Ainsi donc, le nageur Michael Phelps, multiple champion olympique, homme-requin, fume du pot. C'est le tabloïd britannique News of the World qui a révélé cette dangereuse déviance à l'humanité.

À la une du journal, dimanche: photo du roi de Pékin de côté, tétant un «bong», une pipe à eau géante. Dans le bong, de la mari.

Le titre: PHELPS GOES BONG.

Phelps, 23 ans, s'est excusé comme il se doit: en payant une armée de relationnistes hautement entraînés dans la gestion des crises médiatiques pour trouver les mots de contrition de circonstance.

Car, comme chacun le sait, la crise médiatique est la pire ennemie du héros moderne: elle menace ses contrats publicitaires.

Les excuses, donc, rapportées dans la dépêche d'AFP: «J'ai eu une conduite regrettable et j'ai fait une erreur de jugement. J'ai 23 ans, et en dépit de ma réussite dans les bassins, j'ai agi comme un jeune, d'une manière incorrecte. Ma conduite n'est pas celle que le public attend de moi. De cela, je suis désolé. Je le promets à mes fans et au public: cela n'arrivera plus.»

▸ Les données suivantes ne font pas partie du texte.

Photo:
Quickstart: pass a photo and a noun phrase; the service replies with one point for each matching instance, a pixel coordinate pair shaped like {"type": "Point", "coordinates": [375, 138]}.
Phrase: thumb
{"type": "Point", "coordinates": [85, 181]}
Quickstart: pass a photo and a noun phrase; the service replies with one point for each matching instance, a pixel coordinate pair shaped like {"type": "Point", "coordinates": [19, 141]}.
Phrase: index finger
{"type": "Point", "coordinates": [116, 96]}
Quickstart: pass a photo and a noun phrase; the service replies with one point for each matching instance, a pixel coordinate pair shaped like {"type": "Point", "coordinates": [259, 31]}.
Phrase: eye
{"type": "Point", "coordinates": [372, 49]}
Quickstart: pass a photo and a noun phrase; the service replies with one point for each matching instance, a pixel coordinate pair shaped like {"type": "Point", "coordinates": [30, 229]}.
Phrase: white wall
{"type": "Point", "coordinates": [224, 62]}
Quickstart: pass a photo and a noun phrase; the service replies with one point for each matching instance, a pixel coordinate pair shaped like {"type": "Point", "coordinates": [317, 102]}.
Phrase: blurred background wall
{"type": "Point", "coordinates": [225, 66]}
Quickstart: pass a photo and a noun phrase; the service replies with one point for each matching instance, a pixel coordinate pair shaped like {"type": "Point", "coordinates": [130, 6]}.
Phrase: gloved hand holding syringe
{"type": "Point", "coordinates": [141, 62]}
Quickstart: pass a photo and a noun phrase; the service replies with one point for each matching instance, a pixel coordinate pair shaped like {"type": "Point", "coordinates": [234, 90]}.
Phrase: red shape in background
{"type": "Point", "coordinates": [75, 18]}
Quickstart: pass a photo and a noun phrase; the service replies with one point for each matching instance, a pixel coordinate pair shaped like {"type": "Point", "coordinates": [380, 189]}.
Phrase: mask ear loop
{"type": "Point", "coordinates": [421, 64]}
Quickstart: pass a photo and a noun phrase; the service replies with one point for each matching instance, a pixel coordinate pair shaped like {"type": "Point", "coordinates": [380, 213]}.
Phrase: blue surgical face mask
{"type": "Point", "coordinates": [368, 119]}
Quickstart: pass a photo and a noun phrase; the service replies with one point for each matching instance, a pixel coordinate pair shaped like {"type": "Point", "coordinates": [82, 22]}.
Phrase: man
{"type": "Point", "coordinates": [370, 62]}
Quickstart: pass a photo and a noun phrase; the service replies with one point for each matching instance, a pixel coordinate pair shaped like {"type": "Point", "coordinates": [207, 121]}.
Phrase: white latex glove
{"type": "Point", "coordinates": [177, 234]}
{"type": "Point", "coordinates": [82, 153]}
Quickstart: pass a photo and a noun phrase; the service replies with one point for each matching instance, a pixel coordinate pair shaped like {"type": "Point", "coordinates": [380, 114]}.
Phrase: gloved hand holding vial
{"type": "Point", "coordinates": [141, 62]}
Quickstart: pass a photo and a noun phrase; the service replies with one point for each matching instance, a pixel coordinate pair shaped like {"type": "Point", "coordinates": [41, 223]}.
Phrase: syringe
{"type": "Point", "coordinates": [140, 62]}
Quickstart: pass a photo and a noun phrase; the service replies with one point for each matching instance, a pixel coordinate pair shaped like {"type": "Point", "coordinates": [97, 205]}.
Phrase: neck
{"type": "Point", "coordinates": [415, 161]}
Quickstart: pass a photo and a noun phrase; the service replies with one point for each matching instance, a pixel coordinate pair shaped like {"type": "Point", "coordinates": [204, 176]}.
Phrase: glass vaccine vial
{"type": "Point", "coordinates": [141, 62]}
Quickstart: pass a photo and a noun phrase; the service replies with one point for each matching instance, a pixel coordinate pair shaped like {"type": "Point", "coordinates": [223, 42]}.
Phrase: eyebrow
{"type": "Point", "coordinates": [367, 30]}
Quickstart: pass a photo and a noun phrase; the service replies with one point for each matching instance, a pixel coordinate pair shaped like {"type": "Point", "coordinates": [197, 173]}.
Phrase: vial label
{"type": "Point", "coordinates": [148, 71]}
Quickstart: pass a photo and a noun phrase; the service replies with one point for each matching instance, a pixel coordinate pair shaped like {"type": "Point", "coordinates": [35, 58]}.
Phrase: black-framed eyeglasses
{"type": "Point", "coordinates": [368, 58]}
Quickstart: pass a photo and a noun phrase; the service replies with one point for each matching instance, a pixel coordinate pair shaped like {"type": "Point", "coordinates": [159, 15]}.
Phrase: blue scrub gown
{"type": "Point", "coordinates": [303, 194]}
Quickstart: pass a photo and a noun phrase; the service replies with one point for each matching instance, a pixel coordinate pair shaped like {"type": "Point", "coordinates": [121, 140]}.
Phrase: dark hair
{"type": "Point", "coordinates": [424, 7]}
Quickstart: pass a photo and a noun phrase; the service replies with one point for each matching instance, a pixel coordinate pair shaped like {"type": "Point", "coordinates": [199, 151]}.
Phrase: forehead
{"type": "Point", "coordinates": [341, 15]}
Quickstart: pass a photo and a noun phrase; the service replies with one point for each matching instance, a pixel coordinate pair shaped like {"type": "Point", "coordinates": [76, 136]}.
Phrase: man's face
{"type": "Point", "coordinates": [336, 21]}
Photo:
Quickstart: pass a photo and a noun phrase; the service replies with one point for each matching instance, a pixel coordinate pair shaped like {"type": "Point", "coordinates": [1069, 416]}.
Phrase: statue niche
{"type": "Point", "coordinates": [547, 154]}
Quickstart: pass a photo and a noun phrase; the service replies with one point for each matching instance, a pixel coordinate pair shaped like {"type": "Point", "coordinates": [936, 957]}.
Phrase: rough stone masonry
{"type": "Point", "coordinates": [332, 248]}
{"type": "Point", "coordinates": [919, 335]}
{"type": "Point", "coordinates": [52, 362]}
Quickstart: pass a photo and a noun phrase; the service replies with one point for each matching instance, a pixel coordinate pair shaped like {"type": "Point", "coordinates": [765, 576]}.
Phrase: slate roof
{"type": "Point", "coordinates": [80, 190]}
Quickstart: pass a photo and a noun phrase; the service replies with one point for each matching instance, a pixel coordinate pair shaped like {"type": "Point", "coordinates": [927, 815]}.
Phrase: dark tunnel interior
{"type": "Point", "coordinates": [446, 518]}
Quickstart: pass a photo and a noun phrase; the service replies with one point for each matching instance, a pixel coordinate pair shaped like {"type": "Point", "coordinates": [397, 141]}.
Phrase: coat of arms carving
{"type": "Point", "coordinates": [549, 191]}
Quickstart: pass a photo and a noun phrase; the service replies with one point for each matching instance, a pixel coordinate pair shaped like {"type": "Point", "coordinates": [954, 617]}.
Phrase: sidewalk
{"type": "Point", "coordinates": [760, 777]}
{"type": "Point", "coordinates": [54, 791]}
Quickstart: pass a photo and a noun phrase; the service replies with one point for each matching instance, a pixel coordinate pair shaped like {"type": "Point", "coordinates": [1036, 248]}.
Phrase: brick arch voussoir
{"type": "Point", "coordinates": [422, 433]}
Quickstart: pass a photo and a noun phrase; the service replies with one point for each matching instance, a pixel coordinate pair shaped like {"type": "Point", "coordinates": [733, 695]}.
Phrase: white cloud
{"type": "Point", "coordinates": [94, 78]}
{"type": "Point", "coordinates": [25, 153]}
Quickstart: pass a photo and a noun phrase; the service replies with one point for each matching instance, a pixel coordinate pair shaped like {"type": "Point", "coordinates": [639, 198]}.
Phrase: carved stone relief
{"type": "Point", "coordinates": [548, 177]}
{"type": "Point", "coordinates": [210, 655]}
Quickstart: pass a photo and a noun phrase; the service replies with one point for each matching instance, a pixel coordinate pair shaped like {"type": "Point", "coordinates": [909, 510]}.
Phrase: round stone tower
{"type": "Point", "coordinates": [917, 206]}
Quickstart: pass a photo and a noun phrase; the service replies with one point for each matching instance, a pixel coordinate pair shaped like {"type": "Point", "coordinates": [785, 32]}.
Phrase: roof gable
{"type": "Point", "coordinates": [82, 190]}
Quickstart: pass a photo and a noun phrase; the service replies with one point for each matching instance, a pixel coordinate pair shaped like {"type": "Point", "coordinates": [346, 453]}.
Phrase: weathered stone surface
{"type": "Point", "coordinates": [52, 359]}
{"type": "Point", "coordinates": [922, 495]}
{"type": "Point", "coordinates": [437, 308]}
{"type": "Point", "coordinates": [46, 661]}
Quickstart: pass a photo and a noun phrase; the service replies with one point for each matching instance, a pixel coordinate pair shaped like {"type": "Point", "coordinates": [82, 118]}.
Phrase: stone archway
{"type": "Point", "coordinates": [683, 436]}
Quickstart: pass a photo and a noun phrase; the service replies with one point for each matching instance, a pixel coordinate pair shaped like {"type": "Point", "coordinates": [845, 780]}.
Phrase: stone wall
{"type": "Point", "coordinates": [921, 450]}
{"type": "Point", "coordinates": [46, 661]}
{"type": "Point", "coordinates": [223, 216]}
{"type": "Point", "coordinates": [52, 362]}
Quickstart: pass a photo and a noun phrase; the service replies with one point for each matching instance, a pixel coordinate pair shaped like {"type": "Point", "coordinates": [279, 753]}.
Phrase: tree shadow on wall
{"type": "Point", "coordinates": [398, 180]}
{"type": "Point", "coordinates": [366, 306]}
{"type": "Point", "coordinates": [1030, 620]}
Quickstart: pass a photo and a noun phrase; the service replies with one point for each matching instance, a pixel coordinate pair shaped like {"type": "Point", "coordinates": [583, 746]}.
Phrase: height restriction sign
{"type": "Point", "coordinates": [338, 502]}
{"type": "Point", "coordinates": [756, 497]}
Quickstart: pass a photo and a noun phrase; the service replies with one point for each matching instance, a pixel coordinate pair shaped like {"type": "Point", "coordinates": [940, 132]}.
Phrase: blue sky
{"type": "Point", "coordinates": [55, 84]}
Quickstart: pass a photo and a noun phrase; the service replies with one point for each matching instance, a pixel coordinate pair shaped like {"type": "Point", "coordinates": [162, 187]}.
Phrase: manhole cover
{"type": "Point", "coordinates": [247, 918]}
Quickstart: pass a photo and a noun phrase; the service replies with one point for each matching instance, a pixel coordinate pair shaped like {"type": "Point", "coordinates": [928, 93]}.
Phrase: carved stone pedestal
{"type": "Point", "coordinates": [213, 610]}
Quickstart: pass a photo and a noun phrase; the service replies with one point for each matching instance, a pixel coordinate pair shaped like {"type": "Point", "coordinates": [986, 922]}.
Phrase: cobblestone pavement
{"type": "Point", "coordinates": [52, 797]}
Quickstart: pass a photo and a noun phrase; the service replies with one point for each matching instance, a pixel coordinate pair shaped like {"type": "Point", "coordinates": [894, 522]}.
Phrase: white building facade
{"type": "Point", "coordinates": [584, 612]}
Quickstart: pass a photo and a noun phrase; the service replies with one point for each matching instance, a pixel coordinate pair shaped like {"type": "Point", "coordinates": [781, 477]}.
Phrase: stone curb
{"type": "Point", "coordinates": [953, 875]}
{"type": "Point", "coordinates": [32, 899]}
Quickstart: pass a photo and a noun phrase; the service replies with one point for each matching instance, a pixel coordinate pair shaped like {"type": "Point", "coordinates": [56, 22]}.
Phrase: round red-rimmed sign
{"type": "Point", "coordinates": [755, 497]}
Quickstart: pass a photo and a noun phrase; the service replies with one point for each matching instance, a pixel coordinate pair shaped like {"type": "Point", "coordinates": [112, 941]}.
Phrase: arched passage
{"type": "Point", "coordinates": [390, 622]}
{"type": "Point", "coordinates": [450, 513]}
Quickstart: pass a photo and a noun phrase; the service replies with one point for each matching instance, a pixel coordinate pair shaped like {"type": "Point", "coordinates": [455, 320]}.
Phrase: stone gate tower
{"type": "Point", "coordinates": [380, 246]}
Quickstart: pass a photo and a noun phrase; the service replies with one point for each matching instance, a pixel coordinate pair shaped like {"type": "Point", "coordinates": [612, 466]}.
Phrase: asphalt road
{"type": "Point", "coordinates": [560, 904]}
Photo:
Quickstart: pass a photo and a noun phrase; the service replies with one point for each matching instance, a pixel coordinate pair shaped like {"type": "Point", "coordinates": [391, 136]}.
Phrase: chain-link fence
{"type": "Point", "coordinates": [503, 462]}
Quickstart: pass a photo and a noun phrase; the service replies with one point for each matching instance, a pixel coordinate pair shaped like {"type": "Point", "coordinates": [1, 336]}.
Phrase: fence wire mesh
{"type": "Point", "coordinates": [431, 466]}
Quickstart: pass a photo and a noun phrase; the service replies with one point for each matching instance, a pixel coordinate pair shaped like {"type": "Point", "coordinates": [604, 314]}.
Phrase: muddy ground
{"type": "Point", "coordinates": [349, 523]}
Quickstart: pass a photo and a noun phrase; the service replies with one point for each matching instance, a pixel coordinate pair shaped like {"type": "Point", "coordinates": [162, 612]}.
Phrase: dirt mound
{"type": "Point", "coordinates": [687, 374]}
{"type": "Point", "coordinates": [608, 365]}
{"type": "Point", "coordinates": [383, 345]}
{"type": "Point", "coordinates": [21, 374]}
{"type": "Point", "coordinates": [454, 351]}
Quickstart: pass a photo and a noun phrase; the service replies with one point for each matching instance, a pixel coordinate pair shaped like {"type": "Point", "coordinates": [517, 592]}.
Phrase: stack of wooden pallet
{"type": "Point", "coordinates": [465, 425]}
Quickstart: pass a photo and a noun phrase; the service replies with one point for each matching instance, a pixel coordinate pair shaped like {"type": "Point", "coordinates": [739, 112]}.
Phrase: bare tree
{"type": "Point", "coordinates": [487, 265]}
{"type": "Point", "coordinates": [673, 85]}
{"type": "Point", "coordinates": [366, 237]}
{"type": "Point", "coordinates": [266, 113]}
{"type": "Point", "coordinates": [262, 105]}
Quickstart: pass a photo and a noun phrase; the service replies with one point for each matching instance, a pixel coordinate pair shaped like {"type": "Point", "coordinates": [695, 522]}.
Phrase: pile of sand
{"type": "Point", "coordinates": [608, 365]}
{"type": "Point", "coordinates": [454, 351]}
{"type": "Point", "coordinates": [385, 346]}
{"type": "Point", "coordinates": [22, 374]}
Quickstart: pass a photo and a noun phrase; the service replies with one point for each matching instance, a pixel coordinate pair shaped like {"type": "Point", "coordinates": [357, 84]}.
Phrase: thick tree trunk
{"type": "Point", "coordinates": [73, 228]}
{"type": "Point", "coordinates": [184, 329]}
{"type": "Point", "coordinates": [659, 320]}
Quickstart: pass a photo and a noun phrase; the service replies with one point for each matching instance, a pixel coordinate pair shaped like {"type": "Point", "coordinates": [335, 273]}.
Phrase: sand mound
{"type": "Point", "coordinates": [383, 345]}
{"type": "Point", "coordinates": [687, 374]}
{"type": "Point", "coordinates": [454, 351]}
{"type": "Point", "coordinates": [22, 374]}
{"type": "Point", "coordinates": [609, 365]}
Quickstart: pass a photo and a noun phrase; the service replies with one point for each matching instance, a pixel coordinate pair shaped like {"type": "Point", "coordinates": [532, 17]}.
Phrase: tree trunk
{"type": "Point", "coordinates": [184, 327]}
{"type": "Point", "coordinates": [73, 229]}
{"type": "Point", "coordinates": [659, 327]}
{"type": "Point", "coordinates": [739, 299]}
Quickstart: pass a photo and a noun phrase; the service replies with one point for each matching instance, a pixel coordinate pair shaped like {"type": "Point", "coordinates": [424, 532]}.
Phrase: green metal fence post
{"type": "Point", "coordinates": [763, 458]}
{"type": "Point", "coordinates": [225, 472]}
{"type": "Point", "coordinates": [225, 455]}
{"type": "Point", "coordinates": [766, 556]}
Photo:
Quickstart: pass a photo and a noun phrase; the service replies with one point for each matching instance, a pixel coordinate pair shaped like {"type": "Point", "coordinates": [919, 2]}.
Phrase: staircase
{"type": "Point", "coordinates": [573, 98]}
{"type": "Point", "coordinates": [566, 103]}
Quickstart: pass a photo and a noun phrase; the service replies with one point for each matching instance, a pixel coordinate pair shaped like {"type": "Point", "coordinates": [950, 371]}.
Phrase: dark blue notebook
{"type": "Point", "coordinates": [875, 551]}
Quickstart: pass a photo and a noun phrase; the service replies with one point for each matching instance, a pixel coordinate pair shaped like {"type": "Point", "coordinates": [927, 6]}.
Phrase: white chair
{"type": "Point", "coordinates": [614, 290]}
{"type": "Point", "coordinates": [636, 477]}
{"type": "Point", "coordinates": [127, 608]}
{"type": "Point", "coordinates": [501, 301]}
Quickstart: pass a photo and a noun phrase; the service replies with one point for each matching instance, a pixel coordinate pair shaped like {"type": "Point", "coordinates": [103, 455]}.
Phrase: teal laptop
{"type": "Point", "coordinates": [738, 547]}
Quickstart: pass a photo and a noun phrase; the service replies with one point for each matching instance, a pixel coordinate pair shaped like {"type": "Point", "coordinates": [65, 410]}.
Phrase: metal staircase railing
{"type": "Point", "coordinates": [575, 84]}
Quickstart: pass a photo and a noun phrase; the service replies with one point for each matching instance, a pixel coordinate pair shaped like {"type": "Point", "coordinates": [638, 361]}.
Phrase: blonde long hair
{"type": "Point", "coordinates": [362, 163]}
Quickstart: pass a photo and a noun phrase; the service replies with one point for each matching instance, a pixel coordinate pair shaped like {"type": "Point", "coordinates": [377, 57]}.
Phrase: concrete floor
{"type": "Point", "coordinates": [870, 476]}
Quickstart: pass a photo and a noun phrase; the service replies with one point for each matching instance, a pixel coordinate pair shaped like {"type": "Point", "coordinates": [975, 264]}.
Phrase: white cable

Speedo, qui commandite l'octuple médaillé d'or des JO de 2008, a rapidement affiché son appui «à Michael et à sa famille». Même chose pour Omega, le fabricant de montres, qui a rappelé à tout le monde qu'il s'agit là d'un «non-événement», puisque le nageur a consommé du pot en privé.

Le scandale, ce n'est pas que Phelps ait fumé du pot. C'est que ce soit encore un scandale de se faire «prendre» à fumer du pot. Que le pot soit encore l'objet d'une prohibition débile, risible, débranchée des moeurs de l'Occidental moyen.

J'ai un scoop pour le News of the World, que je lui soumets, comme ça, gratuitement. Tiens, je lui soumets même le titre: TOUT LE MONDE FUME DU POT.

Méchant scoop, je sais, vous tombez en bas de votre chaise. Mais c'est vrai. Tout le monde fume du pot. Michael Phelps, 23 ans, fume du pot. Big deal! Qui n'en fume pas? À part moi, je veux dire (pas de farces)?

Tout le monde fume du pot. Je ne dis pas que c'est une bonne chose, je dis que c'est répandu, c'est quasiment la normalité, c'en est banal.

Probablement que le gars qui a pris la photo de Phelps fume du pot. Et la fille qui a pondu l'article. Son boss, aussi. Le gars qui a écrit le titre? Ah, lui, c'est sûr qu'il en fume, et du bon, je gagerais que c'est le pusher du journal.

Et n'oublions pas le lecteur qui va acheter son News of the World...

Pourtant, partout en Occident, le pot est à peu près interdit. Amendes, prison, embarras public: la police veille au grain, les lois ont des dents, la Guerre à la drogue ne fait pas de quartiers. Et ces tabloïds qui guettent les stars qui se gèlent doucement...

Combien d'Américains arrêtés pour des infractions touchant le pot, en 2007? Plus de 800 000. La majorité, pour possession simple. Une folie.

«C'est cocasse que le plus grand médaillé olympique de l'histoire fume du pot. Ça détruit la thèse selon laquelle le pot mène à la déchéance!» rigole Jean-Sébastien Fallu, prof à l'École de psycho-éducation de l'Université de Montréal, qui milite pour une approche moins répressive et plus éducative face à la drogue.

Fallu, qui me sort cette statistique: 70% des jeunes Québécois dans la vingtaine fument du pot. Nous ne sommes plus dans la déviance. Nous sommes dans un mode de vie...

En 2005, Jeffrey A. Miron, prof à Harvard, a calculé que si l'État américain légalisait le pot, il économiserait sept milliards de dollars par année en frais de toutes sortes (flics, avocats, prisons). En le taxant comme l'alcool et la cigarette, il engrangerait (au bas mot) plus de six milliards de dollars annuellement (1).

De quoi financer 10 jours de guerre en Irak...

Parmi les 500 économistes qui ont appuyé le débat lancé par Miron: Milton Friedman, Prix Nobel d'économie (1976), leader de l'École de Chicago, pape des néolibéraux modernes. On est loin des clowns du Bloc pot.

Mais savez-vous où est le signe le plus patent de la tolérance, non, pardon, de l'acceptation du pot chez les masses stressées?

On le trouve dans la réponse «positive» des commanditaires de Phelps.

Ils savent que les acheteurs de costumes de bain fluo et de montres de luxe fument du pot, eux aussi. Ils savent que ces acheteurs voient ce «scandale» pour ce qu'il est: une autre singerie obligée de la War on Drugs.